Two of those four aldermen, Republicans Alan Imhoff and Paul Smith, are running for the Board of County Commissioners this fall, and they are not backing down on the issue.
“Regarding the election last year, I have to assume part of the reason I was not successful was because of annexations,” said Imhoff.
Alderman David “Kip” Koontz (D), who also voted in favor of the annexations, did not make it past September’s primary. The fourth alderman, Donna Kuzemchak (D), made it past the primary but lost in the general in her bid for a fourth term.
Smith said his position in the contentious debate undoubtedly had a hand in the outcome of the city elections that put him in sixth place with voters, even though most of the candidates who were elected also favored the annexations.
“The more I have learned, the more this makes sense,” Smith said. “That is the area where we need to put in jobs … that’s what’s lacking the BOCC budget discussion. What are you going to do to bring in additional revenues?”
Frederick County Commissioner Kai J. Hagen (D), who was involved in Friends’ petition drive last year and is running for re-election this year, said the annexations could well play another role. “It’s noteworthy that every person who voted for it who ran for office lost,” he said.
Friends has renewed its efforts to stop the development of more than 400 acres in the northern part of the city by gathering 8,000 signatures from city residents on a petition that would put the issue to a vote in 2013.
The 285-acre Crum Farm on the west side of Route 15 south of Sunday’s Lane includes the potential for more than 1,000 homes and 1 million square feet of office space, while the 110-acre Thatcher Farm on the east side of Route 15 north of Biggs Ford Road has the potential for up to 1 million square feet of office space.
Friends of Frederick County and supporters are not in favor of the annexations because of potential negative impacts on an overburdened highway, schools and other public services that will ultimately, they say, cost taxpayers.
“[The annexations] don’t make sense,” said Janice Wiles, Friends’ executive director. “There’s a better way to grow and progress through infill and redevelopment.”
Supporters of the annexations of two tracts of land on either side of Route 15, however, believe that job growth and beefing up the city’s tax base are critical goals, especially now.
Imhoff told The Gazette last week that annexations are “one of the hardest issues to understand,” that voters were “confused,” and that the issue became political and information was taken out of context.
“I still stand by my reasoning for voting on all the annexations and to provide ‘point/counterpoint’ commentary if requested by the electorate,” Imhoff said.

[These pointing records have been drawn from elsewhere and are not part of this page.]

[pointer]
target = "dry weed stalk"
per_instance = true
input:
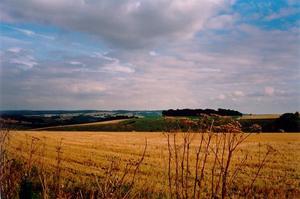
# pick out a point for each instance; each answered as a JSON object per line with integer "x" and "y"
{"x": 214, "y": 170}
{"x": 119, "y": 182}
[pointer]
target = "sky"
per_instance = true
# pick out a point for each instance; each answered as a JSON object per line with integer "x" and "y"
{"x": 150, "y": 54}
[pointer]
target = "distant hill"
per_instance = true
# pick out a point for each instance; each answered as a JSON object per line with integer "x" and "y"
{"x": 198, "y": 112}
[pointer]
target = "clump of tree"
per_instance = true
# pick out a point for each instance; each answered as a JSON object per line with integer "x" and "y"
{"x": 198, "y": 112}
{"x": 288, "y": 122}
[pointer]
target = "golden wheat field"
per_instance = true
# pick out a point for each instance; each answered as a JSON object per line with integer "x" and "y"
{"x": 85, "y": 154}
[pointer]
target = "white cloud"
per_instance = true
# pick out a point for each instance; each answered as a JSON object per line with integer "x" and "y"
{"x": 238, "y": 94}
{"x": 153, "y": 53}
{"x": 75, "y": 63}
{"x": 14, "y": 50}
{"x": 269, "y": 90}
{"x": 25, "y": 62}
{"x": 136, "y": 25}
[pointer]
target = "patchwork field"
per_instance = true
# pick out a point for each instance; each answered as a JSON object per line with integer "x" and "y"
{"x": 84, "y": 155}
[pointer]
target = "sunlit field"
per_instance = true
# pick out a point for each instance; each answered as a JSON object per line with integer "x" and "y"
{"x": 85, "y": 155}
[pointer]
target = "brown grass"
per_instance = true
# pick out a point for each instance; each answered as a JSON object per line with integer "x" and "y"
{"x": 80, "y": 156}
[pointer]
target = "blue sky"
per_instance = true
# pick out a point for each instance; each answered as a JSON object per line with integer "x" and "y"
{"x": 151, "y": 54}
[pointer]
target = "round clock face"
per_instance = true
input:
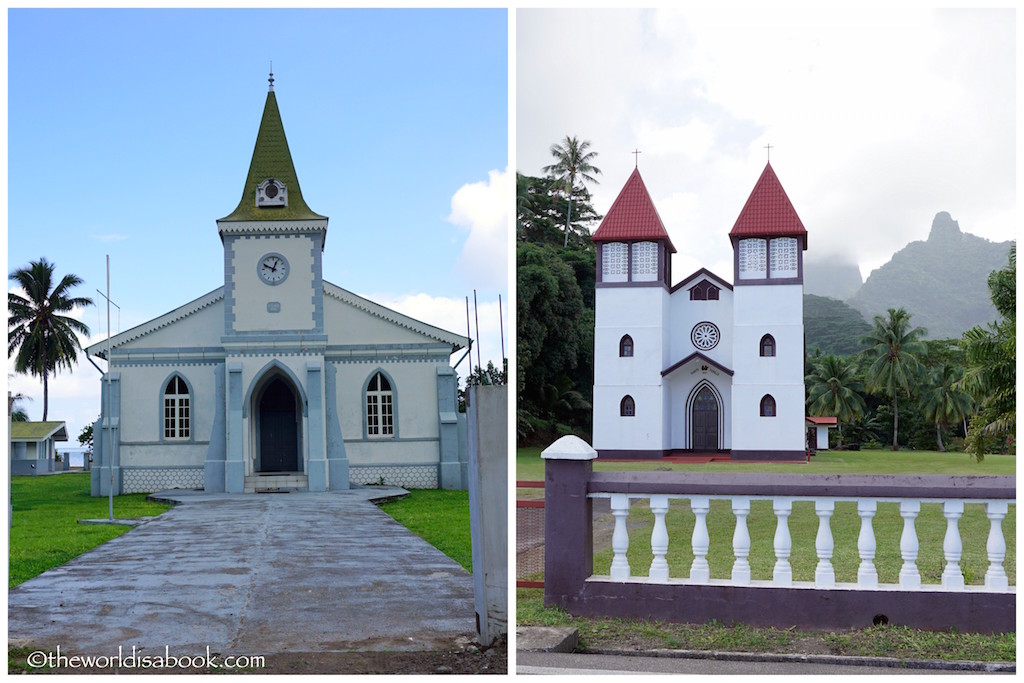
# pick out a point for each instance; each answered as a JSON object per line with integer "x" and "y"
{"x": 272, "y": 268}
{"x": 705, "y": 336}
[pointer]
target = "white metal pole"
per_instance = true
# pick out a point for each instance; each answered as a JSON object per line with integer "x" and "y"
{"x": 107, "y": 410}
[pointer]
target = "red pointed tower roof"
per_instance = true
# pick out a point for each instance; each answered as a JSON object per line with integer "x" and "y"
{"x": 768, "y": 211}
{"x": 633, "y": 216}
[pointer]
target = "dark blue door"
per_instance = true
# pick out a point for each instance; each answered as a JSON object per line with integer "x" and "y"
{"x": 279, "y": 429}
{"x": 705, "y": 421}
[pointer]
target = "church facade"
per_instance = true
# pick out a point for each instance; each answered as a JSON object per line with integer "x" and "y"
{"x": 278, "y": 379}
{"x": 702, "y": 365}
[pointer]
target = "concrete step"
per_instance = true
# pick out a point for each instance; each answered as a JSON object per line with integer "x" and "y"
{"x": 276, "y": 481}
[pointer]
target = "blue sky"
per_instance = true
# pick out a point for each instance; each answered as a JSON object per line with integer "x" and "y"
{"x": 130, "y": 132}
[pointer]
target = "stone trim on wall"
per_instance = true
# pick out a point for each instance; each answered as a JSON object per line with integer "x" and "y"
{"x": 150, "y": 479}
{"x": 407, "y": 476}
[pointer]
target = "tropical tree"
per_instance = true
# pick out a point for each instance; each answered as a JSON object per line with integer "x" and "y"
{"x": 991, "y": 365}
{"x": 17, "y": 413}
{"x": 892, "y": 354}
{"x": 943, "y": 401}
{"x": 572, "y": 162}
{"x": 834, "y": 389}
{"x": 38, "y": 329}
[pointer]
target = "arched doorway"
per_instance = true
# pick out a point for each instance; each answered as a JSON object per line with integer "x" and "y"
{"x": 279, "y": 428}
{"x": 705, "y": 420}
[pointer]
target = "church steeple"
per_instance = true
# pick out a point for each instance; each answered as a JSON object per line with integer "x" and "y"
{"x": 271, "y": 190}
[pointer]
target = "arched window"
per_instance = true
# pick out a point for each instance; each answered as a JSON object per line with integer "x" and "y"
{"x": 380, "y": 408}
{"x": 627, "y": 408}
{"x": 177, "y": 417}
{"x": 626, "y": 346}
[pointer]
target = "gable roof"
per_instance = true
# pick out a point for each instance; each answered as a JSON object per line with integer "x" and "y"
{"x": 271, "y": 159}
{"x": 768, "y": 211}
{"x": 38, "y": 431}
{"x": 457, "y": 341}
{"x": 694, "y": 278}
{"x": 633, "y": 216}
{"x": 696, "y": 355}
{"x": 99, "y": 348}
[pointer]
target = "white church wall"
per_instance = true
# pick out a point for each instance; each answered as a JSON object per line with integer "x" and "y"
{"x": 640, "y": 432}
{"x": 686, "y": 313}
{"x": 253, "y": 299}
{"x": 142, "y": 402}
{"x": 782, "y": 432}
{"x": 415, "y": 389}
{"x": 681, "y": 386}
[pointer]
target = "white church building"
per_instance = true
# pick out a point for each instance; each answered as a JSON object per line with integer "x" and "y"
{"x": 701, "y": 366}
{"x": 278, "y": 379}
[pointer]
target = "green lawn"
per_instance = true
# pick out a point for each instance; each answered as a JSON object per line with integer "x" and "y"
{"x": 44, "y": 529}
{"x": 803, "y": 522}
{"x": 439, "y": 517}
{"x": 882, "y": 641}
{"x": 529, "y": 465}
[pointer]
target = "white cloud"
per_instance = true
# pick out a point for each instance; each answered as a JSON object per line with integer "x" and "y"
{"x": 873, "y": 116}
{"x": 482, "y": 208}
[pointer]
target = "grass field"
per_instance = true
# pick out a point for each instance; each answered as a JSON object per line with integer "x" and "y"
{"x": 880, "y": 641}
{"x": 45, "y": 531}
{"x": 529, "y": 465}
{"x": 439, "y": 517}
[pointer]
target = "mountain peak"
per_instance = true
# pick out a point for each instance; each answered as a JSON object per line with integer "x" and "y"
{"x": 944, "y": 227}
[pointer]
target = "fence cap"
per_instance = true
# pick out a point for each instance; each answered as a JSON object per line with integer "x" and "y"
{"x": 569, "y": 447}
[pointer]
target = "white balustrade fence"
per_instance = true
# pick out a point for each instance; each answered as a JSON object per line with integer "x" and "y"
{"x": 824, "y": 507}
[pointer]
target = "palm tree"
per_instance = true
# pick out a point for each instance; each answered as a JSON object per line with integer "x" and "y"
{"x": 43, "y": 338}
{"x": 572, "y": 161}
{"x": 835, "y": 390}
{"x": 943, "y": 401}
{"x": 893, "y": 347}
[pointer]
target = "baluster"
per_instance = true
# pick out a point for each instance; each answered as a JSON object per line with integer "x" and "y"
{"x": 782, "y": 574}
{"x": 908, "y": 545}
{"x": 824, "y": 575}
{"x": 995, "y": 578}
{"x": 952, "y": 578}
{"x": 699, "y": 570}
{"x": 866, "y": 575}
{"x": 620, "y": 538}
{"x": 741, "y": 542}
{"x": 659, "y": 539}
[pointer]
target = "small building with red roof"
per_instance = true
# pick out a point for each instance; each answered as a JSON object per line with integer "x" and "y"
{"x": 707, "y": 364}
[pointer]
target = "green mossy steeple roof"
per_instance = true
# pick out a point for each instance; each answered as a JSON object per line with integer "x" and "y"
{"x": 271, "y": 159}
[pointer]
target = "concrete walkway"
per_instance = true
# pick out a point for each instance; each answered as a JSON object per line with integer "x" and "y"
{"x": 251, "y": 573}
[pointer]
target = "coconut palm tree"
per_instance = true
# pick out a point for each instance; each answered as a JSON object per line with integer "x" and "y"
{"x": 943, "y": 401}
{"x": 37, "y": 327}
{"x": 572, "y": 162}
{"x": 835, "y": 390}
{"x": 893, "y": 348}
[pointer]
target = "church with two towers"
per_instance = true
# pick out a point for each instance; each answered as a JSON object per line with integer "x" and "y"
{"x": 701, "y": 366}
{"x": 278, "y": 379}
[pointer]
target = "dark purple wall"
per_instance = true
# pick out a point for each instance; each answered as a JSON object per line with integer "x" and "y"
{"x": 568, "y": 556}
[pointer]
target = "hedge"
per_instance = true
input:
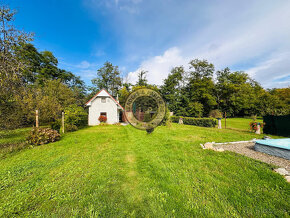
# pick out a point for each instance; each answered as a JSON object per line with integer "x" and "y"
{"x": 205, "y": 122}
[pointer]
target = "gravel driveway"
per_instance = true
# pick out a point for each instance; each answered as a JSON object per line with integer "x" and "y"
{"x": 247, "y": 149}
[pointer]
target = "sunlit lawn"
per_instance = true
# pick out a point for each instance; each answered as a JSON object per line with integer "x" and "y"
{"x": 121, "y": 171}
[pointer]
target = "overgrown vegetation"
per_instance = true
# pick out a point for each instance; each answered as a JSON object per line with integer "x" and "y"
{"x": 204, "y": 122}
{"x": 40, "y": 136}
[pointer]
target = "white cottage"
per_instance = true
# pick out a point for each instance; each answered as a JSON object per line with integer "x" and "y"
{"x": 104, "y": 104}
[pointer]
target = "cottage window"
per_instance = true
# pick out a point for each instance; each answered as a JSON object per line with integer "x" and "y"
{"x": 104, "y": 114}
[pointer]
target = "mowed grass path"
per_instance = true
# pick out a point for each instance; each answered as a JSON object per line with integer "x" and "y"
{"x": 116, "y": 171}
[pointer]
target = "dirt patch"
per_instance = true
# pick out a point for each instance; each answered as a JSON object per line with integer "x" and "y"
{"x": 248, "y": 150}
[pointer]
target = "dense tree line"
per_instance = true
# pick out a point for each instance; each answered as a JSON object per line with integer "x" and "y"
{"x": 31, "y": 79}
{"x": 196, "y": 92}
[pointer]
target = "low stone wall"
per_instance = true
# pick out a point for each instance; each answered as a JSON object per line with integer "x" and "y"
{"x": 279, "y": 152}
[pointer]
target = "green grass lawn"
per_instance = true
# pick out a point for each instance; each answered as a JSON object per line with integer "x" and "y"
{"x": 121, "y": 171}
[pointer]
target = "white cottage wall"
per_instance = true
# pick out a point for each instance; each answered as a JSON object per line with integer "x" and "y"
{"x": 97, "y": 107}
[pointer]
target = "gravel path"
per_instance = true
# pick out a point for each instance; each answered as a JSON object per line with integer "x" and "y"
{"x": 247, "y": 149}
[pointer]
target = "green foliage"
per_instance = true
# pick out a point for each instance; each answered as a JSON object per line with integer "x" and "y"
{"x": 204, "y": 122}
{"x": 102, "y": 119}
{"x": 254, "y": 126}
{"x": 31, "y": 80}
{"x": 216, "y": 114}
{"x": 70, "y": 127}
{"x": 166, "y": 120}
{"x": 40, "y": 136}
{"x": 56, "y": 125}
{"x": 142, "y": 80}
{"x": 108, "y": 78}
{"x": 171, "y": 89}
{"x": 75, "y": 115}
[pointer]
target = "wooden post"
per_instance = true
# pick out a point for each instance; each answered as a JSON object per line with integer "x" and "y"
{"x": 62, "y": 121}
{"x": 225, "y": 120}
{"x": 36, "y": 119}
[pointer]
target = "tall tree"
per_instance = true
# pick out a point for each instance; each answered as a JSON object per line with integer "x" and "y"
{"x": 11, "y": 68}
{"x": 108, "y": 78}
{"x": 200, "y": 86}
{"x": 171, "y": 90}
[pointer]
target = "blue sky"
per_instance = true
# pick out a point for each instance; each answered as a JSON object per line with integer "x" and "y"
{"x": 156, "y": 35}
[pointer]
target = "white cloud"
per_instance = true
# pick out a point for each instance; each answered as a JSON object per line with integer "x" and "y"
{"x": 84, "y": 65}
{"x": 159, "y": 66}
{"x": 257, "y": 41}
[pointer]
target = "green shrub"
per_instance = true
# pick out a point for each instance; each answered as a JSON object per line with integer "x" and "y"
{"x": 40, "y": 136}
{"x": 205, "y": 122}
{"x": 56, "y": 125}
{"x": 75, "y": 115}
{"x": 70, "y": 127}
{"x": 215, "y": 114}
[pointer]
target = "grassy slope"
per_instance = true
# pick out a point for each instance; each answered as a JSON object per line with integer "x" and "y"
{"x": 238, "y": 123}
{"x": 121, "y": 171}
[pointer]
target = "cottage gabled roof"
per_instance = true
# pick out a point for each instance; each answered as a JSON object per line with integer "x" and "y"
{"x": 103, "y": 93}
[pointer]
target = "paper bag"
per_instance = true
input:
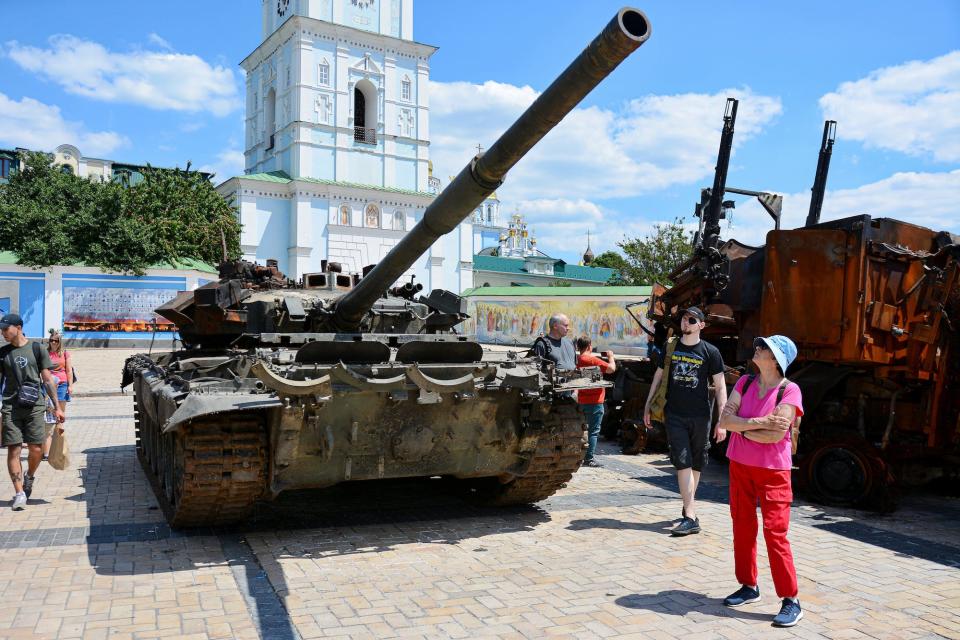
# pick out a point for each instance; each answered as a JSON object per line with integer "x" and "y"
{"x": 59, "y": 451}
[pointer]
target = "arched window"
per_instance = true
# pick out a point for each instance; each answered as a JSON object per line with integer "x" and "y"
{"x": 270, "y": 125}
{"x": 365, "y": 112}
{"x": 371, "y": 216}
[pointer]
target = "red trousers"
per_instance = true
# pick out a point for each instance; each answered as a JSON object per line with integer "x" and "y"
{"x": 772, "y": 488}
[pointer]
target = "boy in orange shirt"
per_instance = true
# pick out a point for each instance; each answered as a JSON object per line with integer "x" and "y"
{"x": 591, "y": 400}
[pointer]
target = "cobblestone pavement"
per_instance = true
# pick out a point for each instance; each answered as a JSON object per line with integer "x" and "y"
{"x": 91, "y": 557}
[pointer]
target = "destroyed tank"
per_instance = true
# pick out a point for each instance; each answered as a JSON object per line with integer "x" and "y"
{"x": 343, "y": 377}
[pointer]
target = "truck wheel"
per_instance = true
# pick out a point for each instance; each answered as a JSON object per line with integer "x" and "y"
{"x": 846, "y": 471}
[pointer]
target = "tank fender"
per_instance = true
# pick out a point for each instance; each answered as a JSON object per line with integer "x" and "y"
{"x": 465, "y": 383}
{"x": 344, "y": 375}
{"x": 200, "y": 404}
{"x": 285, "y": 386}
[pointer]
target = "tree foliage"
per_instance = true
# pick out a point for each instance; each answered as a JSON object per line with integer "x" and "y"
{"x": 615, "y": 261}
{"x": 49, "y": 217}
{"x": 649, "y": 259}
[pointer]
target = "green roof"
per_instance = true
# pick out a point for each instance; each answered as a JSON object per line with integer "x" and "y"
{"x": 496, "y": 263}
{"x": 560, "y": 268}
{"x": 528, "y": 292}
{"x": 282, "y": 177}
{"x": 8, "y": 257}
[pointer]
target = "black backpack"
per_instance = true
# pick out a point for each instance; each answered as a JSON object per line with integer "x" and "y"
{"x": 37, "y": 355}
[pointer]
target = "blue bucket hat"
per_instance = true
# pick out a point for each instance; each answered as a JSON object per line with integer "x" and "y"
{"x": 783, "y": 349}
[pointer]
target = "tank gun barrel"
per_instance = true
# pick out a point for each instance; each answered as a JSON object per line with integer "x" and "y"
{"x": 628, "y": 29}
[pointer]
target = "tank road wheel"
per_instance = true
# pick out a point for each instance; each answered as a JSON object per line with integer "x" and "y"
{"x": 211, "y": 471}
{"x": 558, "y": 455}
{"x": 847, "y": 471}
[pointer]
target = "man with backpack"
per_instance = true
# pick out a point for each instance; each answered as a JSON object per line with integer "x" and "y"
{"x": 23, "y": 365}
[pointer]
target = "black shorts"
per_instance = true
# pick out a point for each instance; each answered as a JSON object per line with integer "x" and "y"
{"x": 689, "y": 439}
{"x": 23, "y": 425}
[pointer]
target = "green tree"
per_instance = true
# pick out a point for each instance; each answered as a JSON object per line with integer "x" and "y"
{"x": 651, "y": 258}
{"x": 615, "y": 261}
{"x": 49, "y": 217}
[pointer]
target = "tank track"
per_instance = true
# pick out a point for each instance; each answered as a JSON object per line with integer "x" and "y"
{"x": 210, "y": 472}
{"x": 557, "y": 457}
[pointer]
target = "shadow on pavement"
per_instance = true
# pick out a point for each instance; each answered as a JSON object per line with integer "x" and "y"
{"x": 676, "y": 602}
{"x": 122, "y": 508}
{"x": 662, "y": 526}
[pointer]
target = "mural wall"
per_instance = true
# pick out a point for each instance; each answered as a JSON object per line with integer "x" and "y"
{"x": 516, "y": 321}
{"x": 115, "y": 309}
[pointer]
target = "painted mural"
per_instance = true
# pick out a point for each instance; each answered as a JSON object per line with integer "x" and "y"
{"x": 515, "y": 321}
{"x": 115, "y": 309}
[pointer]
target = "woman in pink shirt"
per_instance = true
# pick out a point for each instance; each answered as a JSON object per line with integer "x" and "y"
{"x": 63, "y": 371}
{"x": 759, "y": 417}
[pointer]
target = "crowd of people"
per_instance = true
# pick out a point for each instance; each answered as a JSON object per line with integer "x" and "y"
{"x": 761, "y": 417}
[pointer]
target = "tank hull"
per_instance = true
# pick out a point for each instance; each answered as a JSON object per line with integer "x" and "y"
{"x": 216, "y": 446}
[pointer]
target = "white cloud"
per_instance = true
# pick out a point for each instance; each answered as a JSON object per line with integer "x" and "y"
{"x": 34, "y": 125}
{"x": 925, "y": 199}
{"x": 228, "y": 163}
{"x": 158, "y": 40}
{"x": 560, "y": 226}
{"x": 912, "y": 108}
{"x": 155, "y": 79}
{"x": 649, "y": 144}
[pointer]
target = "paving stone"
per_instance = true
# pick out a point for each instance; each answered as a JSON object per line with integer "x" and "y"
{"x": 593, "y": 561}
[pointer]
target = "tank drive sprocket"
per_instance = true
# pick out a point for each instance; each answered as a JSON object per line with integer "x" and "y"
{"x": 209, "y": 472}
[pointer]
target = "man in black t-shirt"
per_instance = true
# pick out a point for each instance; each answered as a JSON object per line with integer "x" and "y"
{"x": 24, "y": 364}
{"x": 694, "y": 365}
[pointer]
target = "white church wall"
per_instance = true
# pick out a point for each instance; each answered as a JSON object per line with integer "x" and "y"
{"x": 271, "y": 219}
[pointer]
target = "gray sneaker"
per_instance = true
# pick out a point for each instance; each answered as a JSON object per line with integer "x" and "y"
{"x": 686, "y": 527}
{"x": 790, "y": 613}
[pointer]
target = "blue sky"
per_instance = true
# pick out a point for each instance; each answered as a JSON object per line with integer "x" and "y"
{"x": 159, "y": 82}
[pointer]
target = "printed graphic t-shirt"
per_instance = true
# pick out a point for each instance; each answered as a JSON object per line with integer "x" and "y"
{"x": 591, "y": 396}
{"x": 23, "y": 359}
{"x": 774, "y": 455}
{"x": 59, "y": 370}
{"x": 691, "y": 367}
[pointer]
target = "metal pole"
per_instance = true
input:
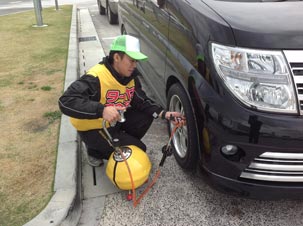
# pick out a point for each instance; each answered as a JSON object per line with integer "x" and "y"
{"x": 56, "y": 2}
{"x": 38, "y": 13}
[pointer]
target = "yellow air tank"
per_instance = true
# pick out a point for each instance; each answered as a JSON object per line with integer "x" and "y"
{"x": 139, "y": 165}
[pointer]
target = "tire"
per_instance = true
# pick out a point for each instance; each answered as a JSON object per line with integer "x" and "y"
{"x": 112, "y": 18}
{"x": 123, "y": 30}
{"x": 185, "y": 141}
{"x": 101, "y": 8}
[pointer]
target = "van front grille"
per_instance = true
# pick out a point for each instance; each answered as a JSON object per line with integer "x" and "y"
{"x": 275, "y": 167}
{"x": 295, "y": 61}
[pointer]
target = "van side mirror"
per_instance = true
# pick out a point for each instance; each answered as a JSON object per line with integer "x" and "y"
{"x": 160, "y": 3}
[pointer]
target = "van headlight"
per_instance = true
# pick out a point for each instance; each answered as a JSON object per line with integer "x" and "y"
{"x": 258, "y": 78}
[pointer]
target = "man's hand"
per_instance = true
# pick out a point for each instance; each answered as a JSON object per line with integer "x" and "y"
{"x": 111, "y": 114}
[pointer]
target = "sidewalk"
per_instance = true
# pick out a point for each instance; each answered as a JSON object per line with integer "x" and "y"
{"x": 65, "y": 207}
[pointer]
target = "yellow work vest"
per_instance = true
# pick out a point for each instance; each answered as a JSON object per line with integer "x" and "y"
{"x": 112, "y": 94}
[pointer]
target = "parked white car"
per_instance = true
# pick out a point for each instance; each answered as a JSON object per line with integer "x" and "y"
{"x": 110, "y": 8}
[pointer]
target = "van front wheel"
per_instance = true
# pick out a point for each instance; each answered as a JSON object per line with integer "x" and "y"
{"x": 185, "y": 141}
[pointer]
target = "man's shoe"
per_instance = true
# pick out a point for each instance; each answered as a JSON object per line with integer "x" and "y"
{"x": 92, "y": 161}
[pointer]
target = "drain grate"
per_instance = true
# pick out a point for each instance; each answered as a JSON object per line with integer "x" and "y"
{"x": 87, "y": 39}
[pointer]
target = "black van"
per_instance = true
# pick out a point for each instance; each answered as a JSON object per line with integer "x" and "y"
{"x": 235, "y": 69}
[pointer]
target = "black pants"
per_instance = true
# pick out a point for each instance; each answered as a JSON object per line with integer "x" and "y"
{"x": 129, "y": 132}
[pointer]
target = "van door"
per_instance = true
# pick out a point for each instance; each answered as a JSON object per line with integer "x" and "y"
{"x": 147, "y": 21}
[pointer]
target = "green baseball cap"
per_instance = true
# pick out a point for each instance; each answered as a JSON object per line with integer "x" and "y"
{"x": 129, "y": 45}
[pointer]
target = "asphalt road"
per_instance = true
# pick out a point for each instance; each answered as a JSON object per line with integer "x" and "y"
{"x": 181, "y": 198}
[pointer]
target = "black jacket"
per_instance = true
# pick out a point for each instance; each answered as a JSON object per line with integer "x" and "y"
{"x": 82, "y": 98}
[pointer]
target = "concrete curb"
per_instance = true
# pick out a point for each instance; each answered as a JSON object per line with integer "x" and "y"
{"x": 66, "y": 198}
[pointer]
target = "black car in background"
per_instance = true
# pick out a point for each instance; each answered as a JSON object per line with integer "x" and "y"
{"x": 235, "y": 69}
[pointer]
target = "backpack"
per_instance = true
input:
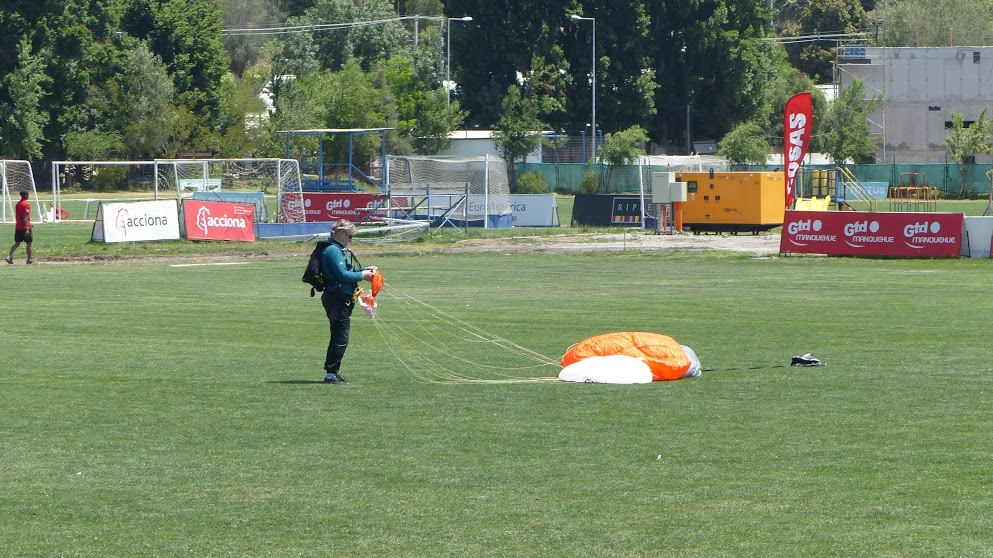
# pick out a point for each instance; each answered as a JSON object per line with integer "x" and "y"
{"x": 312, "y": 274}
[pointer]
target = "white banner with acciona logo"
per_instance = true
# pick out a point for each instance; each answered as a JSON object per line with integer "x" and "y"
{"x": 137, "y": 221}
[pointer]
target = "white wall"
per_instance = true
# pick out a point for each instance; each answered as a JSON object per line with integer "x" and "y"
{"x": 921, "y": 88}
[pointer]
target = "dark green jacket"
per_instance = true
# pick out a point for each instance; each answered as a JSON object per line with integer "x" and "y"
{"x": 342, "y": 271}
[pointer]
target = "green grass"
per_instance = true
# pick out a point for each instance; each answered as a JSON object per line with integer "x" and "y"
{"x": 152, "y": 410}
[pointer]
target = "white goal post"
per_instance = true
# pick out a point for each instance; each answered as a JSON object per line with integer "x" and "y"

As for the any political implications of the timing of Friends’ latest attempt to reverse the annexations, Imhoff responded, “what’s not political in this country?”
To date, only two candidates, incumbent Hagen (D) and newcomer Ellis Burruss (D) are on record as opposing the annexations.
Burruss joined Wiles and others at a recent rally to announce the plans to reverse the annexations. He said he doesn’t believe that the commissioners’ race was a motivating factor in the timing of the effort. “I don’t think the timing was motivated by anything other than when FOFC was able to get the ball rolling,” he said.
Wiles said it took some time to figure out the legalities of the de-annexation process.
“I can’t predict what will happen to Imhoff and Smith, but if people learn what they stand for and how much that really will cost taxpayers, it might cause a problem for them,” she said.
The main focus is educating residents about the details of the annexations, how much they will cost in added infrastructure, traffic and public services, Wiles said.
The city and county will meet to review more detailed costs of the annexations on Monday.
“I hope that citizens think long and hard about the danger on [Route] 15 … we are concerned about the health, safety and welfare of our citizens and think our elected officials should be, too,” Wiles said.
Bruce Dean, local attorney for Corporate Properties Trust, said Wiles’ group may run into some legal issues with their efforts, but would not go into details.
City attorney Saundra Nickols refused to comment about the legalities involved in amending the charter to change the city boundaries.